For this join, we’ll need a list of all objects cross-joined against all dates. This is easy using an all_dates table you can generate with a csv for this purpose.

SELECT
   object_id
   , date
FROM object
JOIN all_dates
ON all_dates.date >= DATE(object.created_at)
AND all_dates.date <= DATE(GETDATE())

This will yield a potentially massive table even truncating the dates as shown above. It should perform fine up to a couple million objects though–OK for most practical purposes.

object_id | date
32049     | 2018-01-31
32049     | 2018-02-01
32049     | 2018-02-02
...       | ...
32049     | 2019-02-12
52053     | 2018-01-31
52053     | 2018-02-01
52053     | 2018-02-02
...       | ...
52053     | 2019-02-12

Now, the join and the union can be done inside the same query. Remember we’re using the JOIN to create additional rows in before status_old is TRUE, using the prev_toggle field as an upper bound.

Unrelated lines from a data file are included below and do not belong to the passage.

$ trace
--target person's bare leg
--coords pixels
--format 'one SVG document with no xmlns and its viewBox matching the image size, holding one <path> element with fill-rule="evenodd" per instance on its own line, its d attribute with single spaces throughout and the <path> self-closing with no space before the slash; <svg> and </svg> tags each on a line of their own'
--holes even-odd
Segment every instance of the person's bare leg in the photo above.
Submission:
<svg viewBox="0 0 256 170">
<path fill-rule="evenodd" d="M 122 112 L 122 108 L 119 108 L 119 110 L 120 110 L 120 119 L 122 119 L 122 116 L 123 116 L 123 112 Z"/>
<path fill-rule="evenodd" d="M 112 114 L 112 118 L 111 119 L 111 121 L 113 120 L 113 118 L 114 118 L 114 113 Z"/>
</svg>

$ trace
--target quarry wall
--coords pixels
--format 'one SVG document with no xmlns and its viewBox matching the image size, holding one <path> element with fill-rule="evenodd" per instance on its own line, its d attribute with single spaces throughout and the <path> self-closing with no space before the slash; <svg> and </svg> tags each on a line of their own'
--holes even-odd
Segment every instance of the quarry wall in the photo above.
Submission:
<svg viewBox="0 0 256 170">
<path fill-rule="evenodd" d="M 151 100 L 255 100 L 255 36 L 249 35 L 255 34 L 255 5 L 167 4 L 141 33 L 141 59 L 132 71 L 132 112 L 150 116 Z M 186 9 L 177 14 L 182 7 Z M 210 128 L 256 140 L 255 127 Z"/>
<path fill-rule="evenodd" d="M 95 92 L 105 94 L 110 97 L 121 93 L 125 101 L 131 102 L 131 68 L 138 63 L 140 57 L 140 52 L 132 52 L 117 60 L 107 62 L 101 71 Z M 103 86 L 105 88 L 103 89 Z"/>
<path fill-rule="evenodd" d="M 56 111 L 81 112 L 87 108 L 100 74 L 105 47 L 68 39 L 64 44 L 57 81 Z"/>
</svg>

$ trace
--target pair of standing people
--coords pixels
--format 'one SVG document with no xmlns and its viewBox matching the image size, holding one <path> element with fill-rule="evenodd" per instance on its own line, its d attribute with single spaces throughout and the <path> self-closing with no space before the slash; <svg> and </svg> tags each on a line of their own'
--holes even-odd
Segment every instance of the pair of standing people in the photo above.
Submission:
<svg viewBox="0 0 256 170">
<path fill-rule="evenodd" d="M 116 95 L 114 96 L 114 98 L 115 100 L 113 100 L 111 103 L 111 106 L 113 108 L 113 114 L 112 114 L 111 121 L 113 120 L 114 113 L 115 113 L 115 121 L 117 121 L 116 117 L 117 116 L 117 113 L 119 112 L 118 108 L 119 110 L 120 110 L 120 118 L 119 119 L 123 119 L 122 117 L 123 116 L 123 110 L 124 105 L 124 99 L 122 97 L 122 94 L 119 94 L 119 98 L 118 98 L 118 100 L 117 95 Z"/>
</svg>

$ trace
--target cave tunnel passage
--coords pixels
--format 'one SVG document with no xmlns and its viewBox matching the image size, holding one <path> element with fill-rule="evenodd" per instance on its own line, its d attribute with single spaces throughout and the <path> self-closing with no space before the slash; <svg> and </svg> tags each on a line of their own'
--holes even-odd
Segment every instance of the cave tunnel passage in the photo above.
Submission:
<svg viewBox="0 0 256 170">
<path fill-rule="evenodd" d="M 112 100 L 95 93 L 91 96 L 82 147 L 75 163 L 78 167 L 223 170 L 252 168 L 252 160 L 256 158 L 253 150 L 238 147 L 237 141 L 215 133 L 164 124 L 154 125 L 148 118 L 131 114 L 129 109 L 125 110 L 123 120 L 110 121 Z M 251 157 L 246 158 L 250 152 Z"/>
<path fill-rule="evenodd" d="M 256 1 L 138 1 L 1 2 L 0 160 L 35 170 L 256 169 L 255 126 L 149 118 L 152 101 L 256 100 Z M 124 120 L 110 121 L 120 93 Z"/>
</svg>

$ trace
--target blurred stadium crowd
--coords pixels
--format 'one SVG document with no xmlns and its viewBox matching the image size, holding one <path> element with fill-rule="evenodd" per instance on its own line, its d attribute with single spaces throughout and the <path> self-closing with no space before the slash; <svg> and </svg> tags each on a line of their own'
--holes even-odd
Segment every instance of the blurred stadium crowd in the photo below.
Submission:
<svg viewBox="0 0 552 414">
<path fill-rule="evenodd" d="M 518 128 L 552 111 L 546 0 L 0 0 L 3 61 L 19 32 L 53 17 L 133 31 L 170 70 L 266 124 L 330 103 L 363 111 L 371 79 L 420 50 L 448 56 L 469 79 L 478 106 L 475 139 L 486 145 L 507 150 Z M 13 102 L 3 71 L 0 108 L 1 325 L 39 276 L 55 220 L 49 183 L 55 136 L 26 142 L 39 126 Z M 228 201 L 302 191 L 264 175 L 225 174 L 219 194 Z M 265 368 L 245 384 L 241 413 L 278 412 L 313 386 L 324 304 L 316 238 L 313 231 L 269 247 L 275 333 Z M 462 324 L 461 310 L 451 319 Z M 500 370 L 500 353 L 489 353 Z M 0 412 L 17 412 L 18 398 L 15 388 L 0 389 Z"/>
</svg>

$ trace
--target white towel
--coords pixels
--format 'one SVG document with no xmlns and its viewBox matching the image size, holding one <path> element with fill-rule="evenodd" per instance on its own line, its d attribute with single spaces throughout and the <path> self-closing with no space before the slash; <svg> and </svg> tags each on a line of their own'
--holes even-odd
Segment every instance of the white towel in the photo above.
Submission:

The reason we had offset the creation date by one, is so we could fill in rows between creation date and a TRUE toggle, using the same bounded method. The UNION is used to append those dates in which we know the toggle to be active, and remove duplicates.

SELECT
   daily_status_with_prev.object_id
   , all_time_objects.date AS active_date
FROM daily_status_with_prev
JOIN all_time_objects ON
   daily_status_with_prev.old_status IS TRUE
   AND all_time_objects.date < daily_status_with_prev.date
   AND all_time_objects.date > daily_status_with_prev.prev_toggle
   AND all_time_objects.object_id = daily_status_with_prev.object_id

UNION

SELECT
   status_history.object_id
   , DATE(status_history.timestamp) AS active_date
FROM status_history
WHERE old_status IS TRUE
OR new_status IS TRUE

The result is exactly what we were aiming for! One row per date each object was active.

object_id | date
32049     | 2018-01-31
32049     | 2018-02-01
32049     | 2018-03-02
32049     | 2018-03-03
32049     | 2018-03-04
52053     | 2019-02-09
52053     | 2019-02-10
52053     | 2019-02-11
52053     | 2019-02-12

Used correctly, this new table is extremely powerful for analytics and in rollups. It’s hard to make but well worth it!